Étienne Verrier était le rival de Chaussegros et, étant donné l’importance de ses responsabilités, il ne souffrait pas des contraintes budgétaires de ce dernier. En plus, il a passé une moitié moins de au Canada. Né dans une famille sculpteurs, il s’est marié en 1709 en France où il est mort, à La Rochelle, deux ans après la chute de Louisbourg, prise par bes Britanniques, et un an avant que cette ville ne soit rendu à la France. Sa femme et sa fille ne sont restées dans la colonie que pendant trois ans, mais deux de ses fils travaillaient auprès de lui en tant qu’ingénieurs. Verrier a rejoint le corps des ingénieurs en 1707 à La Rochelle et il était au service dans ce port et à la base navale avoisinante de Rochefort jusqu’à son départ pour Louisbourg en 1724, avec en plus un voyage pour contrôler l’île vietnamienne de Grande-Condore (Côn Sơn) en 1720, l’année où il a reçu l’Ordre de Saint-Louis.

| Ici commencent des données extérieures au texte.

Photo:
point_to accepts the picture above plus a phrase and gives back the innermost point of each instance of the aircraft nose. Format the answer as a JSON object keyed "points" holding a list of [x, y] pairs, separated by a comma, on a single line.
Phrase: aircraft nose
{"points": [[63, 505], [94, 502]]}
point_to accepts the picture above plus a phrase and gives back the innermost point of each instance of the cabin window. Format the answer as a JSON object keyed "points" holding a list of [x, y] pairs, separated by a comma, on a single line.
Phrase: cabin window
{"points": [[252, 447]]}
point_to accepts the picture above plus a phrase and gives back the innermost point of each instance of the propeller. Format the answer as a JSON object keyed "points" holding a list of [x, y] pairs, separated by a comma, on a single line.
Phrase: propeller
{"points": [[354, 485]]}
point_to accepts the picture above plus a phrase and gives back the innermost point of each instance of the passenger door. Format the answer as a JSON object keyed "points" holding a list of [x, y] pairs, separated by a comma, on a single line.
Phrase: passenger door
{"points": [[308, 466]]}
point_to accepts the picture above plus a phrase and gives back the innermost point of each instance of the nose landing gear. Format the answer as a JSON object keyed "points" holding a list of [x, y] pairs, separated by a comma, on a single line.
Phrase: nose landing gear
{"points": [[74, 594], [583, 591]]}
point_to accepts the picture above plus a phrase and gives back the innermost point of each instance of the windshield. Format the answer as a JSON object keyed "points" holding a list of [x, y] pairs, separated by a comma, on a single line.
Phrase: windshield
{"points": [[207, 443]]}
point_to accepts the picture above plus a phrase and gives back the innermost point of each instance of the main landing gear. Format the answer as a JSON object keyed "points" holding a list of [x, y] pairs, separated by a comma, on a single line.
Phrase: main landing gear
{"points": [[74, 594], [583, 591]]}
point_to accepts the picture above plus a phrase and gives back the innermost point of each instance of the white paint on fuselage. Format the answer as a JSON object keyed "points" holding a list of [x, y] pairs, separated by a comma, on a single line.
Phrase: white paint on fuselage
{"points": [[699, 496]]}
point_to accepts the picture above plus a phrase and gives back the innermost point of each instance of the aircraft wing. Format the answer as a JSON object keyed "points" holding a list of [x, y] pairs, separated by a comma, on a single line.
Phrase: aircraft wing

À Louisbourg, Verrier a d’abord travaillé sous Jean-François de Verville mais, entre 1725 et 1745, il était l’ingénieur en chef. Alors que les nombreux projets de construction de Chaussegros recouvraient près de 1.000 kilomètres, le travail de Verrier était concentré sur Louisbourg et quelques garnisons maritimes, par exemple Port-Dauphin et Port-Toulouse (tous les deux actuellement dans la Nouvelle-Écosse) et l’Île Saint-Jean (actuellement Prince Edward Island). À Louisbourg, il a construit les fortifications côté terre, les portes de la ville, un phare, et les Batteries Royales et des Îles, et il a proposé des dessins pour une église paroissale et des entrepôts. Son architecture publique manquait la grandeur de Chaussegros, sauf pour les portes Dauphin (1729) et Maurepas (1741) et le Portail du Bastion du Roi (1739), dont les frontons étaient ornés d’emblèmes royaux, de trophées et de fleurs de lys, mais ses projets pour l’hôpital (1726) et les casernes (1739) possédaient une vraie monumentalité. Il était plutôt concerné par les côtés pratiques, comme par exemple les mortiers expérimentaux et les planches de bois épaisses afin de protéger les murs de pierre contre les effets du gel et du dégel. En fait, il était critiqué parce qu’il sous-estimait les coûts plutôt que pour ses budgets excessifs. Il a aussi été critiqué pour la perte de la colonie, à la fois pour ses défenses qui ne résistaient pas à l’assaut anglo-américain massif, mais aussi pour avoir voté la reddition de la ville en 1745 sans l’avoir démolie d’abord.